Combine this with an international air-race, a murder on the steps of Parliament House, withered relations between Rowland and his long-suffering stick of a brother Wilfred, the seductive reappearance of an adolescent lover, and a solid sprinkling of fisticuffs, and you have the ingredients for a story told in a most satisfying language indeed.



After the Fire by Henning Mankell (translated by Marlaine Delargy)

Since his passing in 2015, readers have been eagerly awaiting the final book from Henning Mankell – the man who was at the forefront of the wave of Scandinavian crime that swept the world. Following on from 2006’s Italian Shoes, where his story started, 70-year-old retired surgeon Fredrik Welin now lives alone on a Swedish island, leading a solitary life (mostly due to his unpleasant personality), and swimming every day, even when he needs to cut into the ice to do so. When his house is burned to the ground, Fredrik escapes with barely more than two left-foot wellingtons… and complete bafflement when it’s later discovered that arson is the cause, and suspicion falls solely on him. As much a meditation on loneliness and ageing as it is a whodunnit, Fredrik, rambling about in his boots over the following weeks and months, contemplates friendship, his relationship with his newly-discovered adult daughter and her problems, and reflects on his past. Farewell, Henning – and thanks for all the crime.

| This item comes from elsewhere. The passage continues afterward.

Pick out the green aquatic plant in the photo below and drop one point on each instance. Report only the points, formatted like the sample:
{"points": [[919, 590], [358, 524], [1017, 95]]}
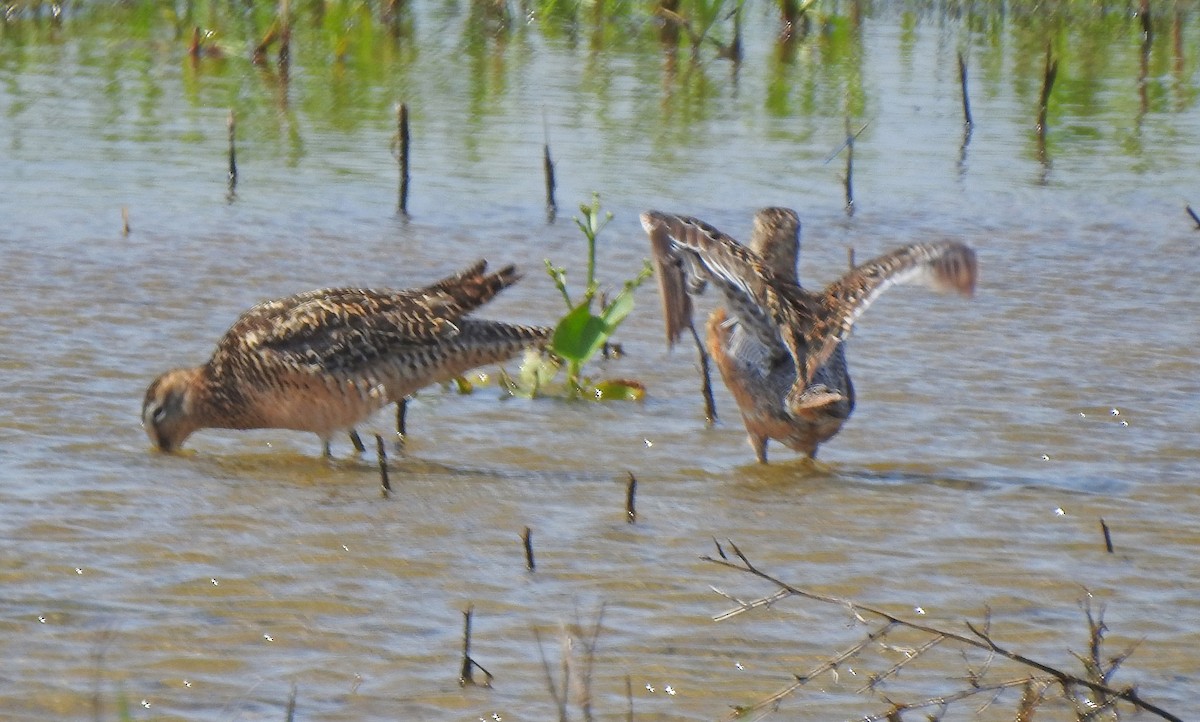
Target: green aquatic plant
{"points": [[587, 328]]}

All the Wicked Girls by Chris Whitaker

Small-town crime books can open up such a wide expanse of humanity. The Alabama town of Grace, thinking itself at the safe end of a series of disappearances, opens wide indeed in this book, set in 1995. On the day Summer Ryan vanishes, her father calls his friends before the cops try to find her, since the authorities don’t look kindly on the Ryans. Summer, yes: a bright, good, church-going girl; her sister Raine, all wildness and trouble, no. But Raine is the one who searches for her sister with the most determination, as the police aren’t fit to trust – not when they’ve been unable to find the Bird, the monstrous, feather-covered taker of the town’s girls. Not when they have their own demons, their own emotions, to cloud what’s happening. The son of one of their fallen men finds himself helping. A brilliant, heated, storm of a read.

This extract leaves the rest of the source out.